Gluten-Free Adaptation
This recipe is naturally gluten-free! Just double-check that your garam masala is also gluten-free, as some brands may contain hidden gluten.
Spice Level Adjustment
- Mild: Use ½ tsp chilli powder or omit it altogether.
- Medium: Use ¾ – 1 tsp chilli powder.
- Hot: Use 1 ¼ – 1 ½ tsp chilli powder, or add a pinch of cayenne pepper.
Festival Adaptations
This recipe is generally suitable for many festivals, but it’s best to check specific dietary restrictions if you’re cooking for a vrat (fast). Some vrat recipes exclude onions and garlic.
Serving Suggestions
Peas & Cabbage Rice is delicious on its own, but it’s even better with a side of raita (yogurt dip) or appalam (papadums). A simple dal (lentil soup) also makes a lovely accompaniment.
Storage Instructions
Leftovers can be stored in an airtight container in the refrigerator for up to 3 days. Reheat gently on the stovetop or in the microwave.
FAQs
What type of rice is best for this recipe?
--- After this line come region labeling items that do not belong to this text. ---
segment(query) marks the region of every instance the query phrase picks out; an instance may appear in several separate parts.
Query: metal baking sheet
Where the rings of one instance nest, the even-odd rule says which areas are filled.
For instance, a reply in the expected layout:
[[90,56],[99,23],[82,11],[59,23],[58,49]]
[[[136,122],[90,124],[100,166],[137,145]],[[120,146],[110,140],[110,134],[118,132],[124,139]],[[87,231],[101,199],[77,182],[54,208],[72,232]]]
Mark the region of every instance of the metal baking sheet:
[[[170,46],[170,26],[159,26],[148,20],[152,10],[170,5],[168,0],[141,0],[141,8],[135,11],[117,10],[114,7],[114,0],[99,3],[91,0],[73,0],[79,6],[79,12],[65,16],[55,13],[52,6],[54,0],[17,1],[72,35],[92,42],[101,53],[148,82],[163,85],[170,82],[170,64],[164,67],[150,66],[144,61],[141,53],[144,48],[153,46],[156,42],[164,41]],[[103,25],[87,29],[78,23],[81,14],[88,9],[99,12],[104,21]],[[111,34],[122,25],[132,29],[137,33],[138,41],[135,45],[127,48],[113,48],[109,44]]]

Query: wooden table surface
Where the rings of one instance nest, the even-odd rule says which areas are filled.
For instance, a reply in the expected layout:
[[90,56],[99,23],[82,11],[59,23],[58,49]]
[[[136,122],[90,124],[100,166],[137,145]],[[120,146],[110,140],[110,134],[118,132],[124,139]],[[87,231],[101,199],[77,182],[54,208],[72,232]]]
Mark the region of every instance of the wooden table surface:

Any long-grain rice like basmati or jasmine rice works well. You can also use medium-grain rice, but it might be a bit stickier.
Can I use fresh tomatoes instead of frozen?
Absolutely! Fresh tomatoes are great. Use about 2 medium-sized tomatoes, chopped.
How can I adjust the spice level of this dish?
Start with a smaller amount of chilli powder and taste as you go. You can always add more, but you can’t take it away!
Can this be made ahead of time?
You can prepare the vegetable mixture ahead of time and store it in the refrigerator. Then, simply add the cooked rice and heat through when you’re ready to serve.
What is asafoetida (hing) and where can I find it?
Asafoetida, or hing, is a pungent spice with a unique flavour. It’s often used in Indian cooking to aid digestion. You can find it at most Indian grocery stores, usually in powder form.